Okay, it’s far more than that. But that sentence, Yoga is
now, is the whole thing boiled down to three words.
The problem is that “now” is a pretty hard concept to put
into practice in our daily lives. Have you ever tried to live in
the moment, right here, right now, with no distractions and
no other thoughts in your head? It’s difficult. That’s why a
man named Patanjali, who lived during the second century
BC, wrote the Yoga Sutras as a guide to yoga. “Yoga is now”
is the first of his 196 sutras. But it’s only the beginning of
his teachings.
Patanjali, who is considered to be the founder of the
philosophy of yoga, defines yoga as the ability to cease
identification with the movements of the mind—in other
words, to “live in the now.” The literal translation of yoga is
“to yoke” or “union” or “to join.” Modern yogis translate this
as the union of the mind and the body.
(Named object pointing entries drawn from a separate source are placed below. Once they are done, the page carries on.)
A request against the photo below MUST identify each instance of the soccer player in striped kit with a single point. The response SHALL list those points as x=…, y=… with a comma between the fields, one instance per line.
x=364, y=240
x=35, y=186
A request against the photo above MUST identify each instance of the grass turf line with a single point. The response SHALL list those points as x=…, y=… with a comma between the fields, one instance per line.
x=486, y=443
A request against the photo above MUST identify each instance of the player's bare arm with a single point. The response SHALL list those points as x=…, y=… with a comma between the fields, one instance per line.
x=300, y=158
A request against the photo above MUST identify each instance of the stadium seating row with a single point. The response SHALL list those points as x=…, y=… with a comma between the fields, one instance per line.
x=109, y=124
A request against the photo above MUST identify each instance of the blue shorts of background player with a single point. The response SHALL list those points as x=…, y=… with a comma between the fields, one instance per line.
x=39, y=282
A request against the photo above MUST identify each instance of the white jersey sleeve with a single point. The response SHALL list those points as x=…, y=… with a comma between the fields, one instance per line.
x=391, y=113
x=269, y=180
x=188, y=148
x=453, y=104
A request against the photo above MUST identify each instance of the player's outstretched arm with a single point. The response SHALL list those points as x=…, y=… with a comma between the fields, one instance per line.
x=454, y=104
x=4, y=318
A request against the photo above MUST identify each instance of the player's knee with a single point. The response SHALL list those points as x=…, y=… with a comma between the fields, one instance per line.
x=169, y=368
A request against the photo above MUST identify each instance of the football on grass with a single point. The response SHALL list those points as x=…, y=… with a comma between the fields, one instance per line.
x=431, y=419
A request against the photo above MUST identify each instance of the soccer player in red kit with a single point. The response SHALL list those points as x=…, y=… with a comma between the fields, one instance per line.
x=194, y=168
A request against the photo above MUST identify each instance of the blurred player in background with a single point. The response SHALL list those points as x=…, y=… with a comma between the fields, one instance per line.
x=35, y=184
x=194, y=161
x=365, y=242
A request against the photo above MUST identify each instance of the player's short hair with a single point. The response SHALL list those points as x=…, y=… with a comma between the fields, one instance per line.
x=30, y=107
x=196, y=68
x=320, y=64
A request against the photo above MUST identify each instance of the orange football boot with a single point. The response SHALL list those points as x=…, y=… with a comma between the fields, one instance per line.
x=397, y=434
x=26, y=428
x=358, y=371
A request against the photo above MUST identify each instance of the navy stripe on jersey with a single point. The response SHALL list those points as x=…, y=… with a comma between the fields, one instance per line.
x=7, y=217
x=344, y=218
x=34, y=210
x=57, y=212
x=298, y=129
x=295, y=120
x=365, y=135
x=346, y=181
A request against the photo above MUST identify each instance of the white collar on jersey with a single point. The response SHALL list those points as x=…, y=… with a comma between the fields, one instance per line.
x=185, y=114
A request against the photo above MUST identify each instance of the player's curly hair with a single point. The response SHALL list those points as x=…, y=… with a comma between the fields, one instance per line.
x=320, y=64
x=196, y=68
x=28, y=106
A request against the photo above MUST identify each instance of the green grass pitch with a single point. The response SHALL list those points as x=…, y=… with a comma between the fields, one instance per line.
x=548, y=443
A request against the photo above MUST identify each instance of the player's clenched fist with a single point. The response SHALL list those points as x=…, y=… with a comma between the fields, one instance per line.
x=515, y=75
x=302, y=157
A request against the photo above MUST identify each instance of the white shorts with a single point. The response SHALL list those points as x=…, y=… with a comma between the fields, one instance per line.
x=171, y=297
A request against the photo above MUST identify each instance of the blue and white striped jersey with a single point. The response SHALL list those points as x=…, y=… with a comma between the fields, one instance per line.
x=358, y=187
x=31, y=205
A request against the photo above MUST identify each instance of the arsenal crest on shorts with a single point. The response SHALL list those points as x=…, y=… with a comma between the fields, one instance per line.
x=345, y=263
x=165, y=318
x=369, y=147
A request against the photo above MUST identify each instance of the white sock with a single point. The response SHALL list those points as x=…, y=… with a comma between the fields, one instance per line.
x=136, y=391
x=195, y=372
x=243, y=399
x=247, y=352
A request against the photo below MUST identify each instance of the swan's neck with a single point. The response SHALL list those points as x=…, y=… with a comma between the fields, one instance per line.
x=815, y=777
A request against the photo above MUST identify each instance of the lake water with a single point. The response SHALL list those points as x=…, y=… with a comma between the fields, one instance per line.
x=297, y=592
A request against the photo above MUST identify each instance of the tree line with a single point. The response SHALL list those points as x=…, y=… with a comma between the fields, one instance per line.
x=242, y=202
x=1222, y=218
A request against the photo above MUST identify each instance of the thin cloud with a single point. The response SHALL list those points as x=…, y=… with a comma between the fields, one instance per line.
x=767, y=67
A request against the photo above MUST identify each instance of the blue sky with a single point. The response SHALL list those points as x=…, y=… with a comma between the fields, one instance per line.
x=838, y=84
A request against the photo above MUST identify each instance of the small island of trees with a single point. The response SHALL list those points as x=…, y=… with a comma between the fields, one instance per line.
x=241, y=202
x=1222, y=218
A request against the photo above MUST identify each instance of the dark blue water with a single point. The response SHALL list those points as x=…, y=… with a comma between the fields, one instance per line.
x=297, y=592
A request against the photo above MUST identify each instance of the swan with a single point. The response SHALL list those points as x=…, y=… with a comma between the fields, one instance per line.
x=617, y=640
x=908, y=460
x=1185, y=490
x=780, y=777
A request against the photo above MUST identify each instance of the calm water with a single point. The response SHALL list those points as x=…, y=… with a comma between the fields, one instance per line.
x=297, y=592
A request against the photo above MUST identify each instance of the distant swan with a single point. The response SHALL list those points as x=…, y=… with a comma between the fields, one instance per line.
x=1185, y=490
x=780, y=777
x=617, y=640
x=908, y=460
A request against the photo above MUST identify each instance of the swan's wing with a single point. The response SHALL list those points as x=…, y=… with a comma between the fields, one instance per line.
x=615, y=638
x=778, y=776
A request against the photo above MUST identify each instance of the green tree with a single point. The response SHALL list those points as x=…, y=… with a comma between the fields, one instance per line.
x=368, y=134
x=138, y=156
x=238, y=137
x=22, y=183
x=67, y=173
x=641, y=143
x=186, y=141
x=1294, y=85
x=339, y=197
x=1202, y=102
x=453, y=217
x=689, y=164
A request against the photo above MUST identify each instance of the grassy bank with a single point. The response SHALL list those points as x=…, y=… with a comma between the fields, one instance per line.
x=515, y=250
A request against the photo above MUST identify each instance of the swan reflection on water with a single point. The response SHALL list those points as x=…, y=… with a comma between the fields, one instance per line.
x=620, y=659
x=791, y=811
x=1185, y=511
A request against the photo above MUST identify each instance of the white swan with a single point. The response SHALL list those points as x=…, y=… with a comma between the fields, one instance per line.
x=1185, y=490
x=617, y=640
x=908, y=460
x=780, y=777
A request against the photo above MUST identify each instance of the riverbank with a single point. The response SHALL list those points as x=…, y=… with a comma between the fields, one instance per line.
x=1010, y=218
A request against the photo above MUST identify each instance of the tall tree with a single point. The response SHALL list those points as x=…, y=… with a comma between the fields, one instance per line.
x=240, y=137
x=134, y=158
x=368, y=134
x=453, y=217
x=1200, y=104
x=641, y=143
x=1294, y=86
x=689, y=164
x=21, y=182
This is why when
most of us think of yoga, we think of Down Dog or fancy
balancing poses. Much of the work that we do in the physical
practice of yoga is meant to carry over into our mental states.
For example, if we hold a pose and work through some
discomfort in our thighs or our arms, then we learn to
understand that when we are faced with the pain that comes
from the difficult times in our lives, we have the strength to
get through it. The physical helps the mental and vice versa;
therefore, one cannot exist without the other, and that is why
we have yoga—or the union of the two.